MORRIS, MINN. - In Faith Lutheran Church on Monday, volunteers ladled hearty helpings of mashed potatoes and Swedish meatballs onto dinner plates.
A lengthy line of diners waited to eat: retirees, families, women from a group home, students, staff from the University of Minnesota-Morris.
Six times a year, Morris offers a free community meal. It’s a way to bring people together for conversation. But increasingly, it tides people over to their next meal.
In a study presented during a food forum on Monday, university researchers found that many Morris residents and their neighbors in a five-county area in west-central Minnesota skimp by on food: They are unable to afford adequate or balanced meals, have skipped or cut meals, not eaten for entire days, and in some cases lost weight because they didn’t have food. Still others said they worried about being able to afford enough food in coming months.

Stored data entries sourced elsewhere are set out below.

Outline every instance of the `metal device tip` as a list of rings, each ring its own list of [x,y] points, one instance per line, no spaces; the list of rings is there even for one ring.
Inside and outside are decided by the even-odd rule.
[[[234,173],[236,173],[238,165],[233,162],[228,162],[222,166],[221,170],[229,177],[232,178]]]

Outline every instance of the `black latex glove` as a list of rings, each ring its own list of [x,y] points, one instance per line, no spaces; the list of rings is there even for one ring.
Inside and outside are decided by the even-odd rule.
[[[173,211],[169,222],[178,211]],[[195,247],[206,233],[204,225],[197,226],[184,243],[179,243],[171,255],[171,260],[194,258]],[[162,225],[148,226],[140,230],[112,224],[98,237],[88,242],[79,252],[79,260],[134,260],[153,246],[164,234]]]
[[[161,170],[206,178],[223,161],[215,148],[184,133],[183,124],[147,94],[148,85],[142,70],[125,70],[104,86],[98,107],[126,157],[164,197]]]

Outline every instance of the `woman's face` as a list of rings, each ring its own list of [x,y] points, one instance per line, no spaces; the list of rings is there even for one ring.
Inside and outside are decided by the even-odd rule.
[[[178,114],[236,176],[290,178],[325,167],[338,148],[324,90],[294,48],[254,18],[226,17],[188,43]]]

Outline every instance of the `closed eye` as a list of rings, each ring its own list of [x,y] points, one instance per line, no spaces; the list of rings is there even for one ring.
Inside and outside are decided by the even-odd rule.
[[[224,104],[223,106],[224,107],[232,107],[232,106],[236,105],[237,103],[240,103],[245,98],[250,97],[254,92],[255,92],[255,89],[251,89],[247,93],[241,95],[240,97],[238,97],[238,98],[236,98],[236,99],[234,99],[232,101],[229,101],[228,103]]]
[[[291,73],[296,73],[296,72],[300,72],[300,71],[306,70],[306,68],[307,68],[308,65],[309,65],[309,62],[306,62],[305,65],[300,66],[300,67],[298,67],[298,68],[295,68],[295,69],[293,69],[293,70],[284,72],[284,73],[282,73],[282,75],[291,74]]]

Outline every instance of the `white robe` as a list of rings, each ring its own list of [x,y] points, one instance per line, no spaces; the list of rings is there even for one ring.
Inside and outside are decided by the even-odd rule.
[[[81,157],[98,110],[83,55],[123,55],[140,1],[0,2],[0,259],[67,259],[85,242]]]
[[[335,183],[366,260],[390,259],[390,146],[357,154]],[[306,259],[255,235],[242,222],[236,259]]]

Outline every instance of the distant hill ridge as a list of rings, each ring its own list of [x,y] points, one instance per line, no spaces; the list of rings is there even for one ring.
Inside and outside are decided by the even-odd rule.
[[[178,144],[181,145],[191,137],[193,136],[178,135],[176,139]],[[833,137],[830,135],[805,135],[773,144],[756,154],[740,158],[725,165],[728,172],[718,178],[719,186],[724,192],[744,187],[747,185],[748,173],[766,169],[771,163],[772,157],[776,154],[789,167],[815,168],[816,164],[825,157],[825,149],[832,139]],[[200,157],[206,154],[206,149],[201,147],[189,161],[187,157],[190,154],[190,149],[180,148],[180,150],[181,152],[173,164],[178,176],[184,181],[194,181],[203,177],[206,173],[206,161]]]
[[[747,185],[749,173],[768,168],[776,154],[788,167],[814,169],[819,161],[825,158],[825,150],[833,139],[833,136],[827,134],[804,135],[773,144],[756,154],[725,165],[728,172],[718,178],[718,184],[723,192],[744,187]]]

Speakers at the forum laid the problem squarely on the doorstep of modern agriculture.
“Our system incentivizes two crops: corn and beans,” said Scott DeMuth, regional foods system organizer with the Land Stewardship Project, which helped organize the forum. “You gotta go bigger, or you gotta get out.”

In the modern system, farms consolidate, leaving fewer farms, fewer people, and fewer kids in school. Long gone are the days farmers grew for their own communities. Now, most of the bounty of those five agricultural counties is trucked away to become animal feed or ethanol. Tens of thousands of beef cattle, hundreds of thousands of hogs and pigs, the milk from tens of thousands of dairy cows enters massive processing centers designed to serve the needs of millions of people, not thousands. When the food returns in packages of ground beef or cartons of milk, or when it arrives via a shaky global food supply chain, it is increasingly unaffordable.
These five counties — Douglas, Grant, Pope, Stevens and Traverse — encompass 3,135 square miles, about the size of the seven-county Twin Cities metropolitan area. But the region is home to a fraction of the population, only 71,000 people.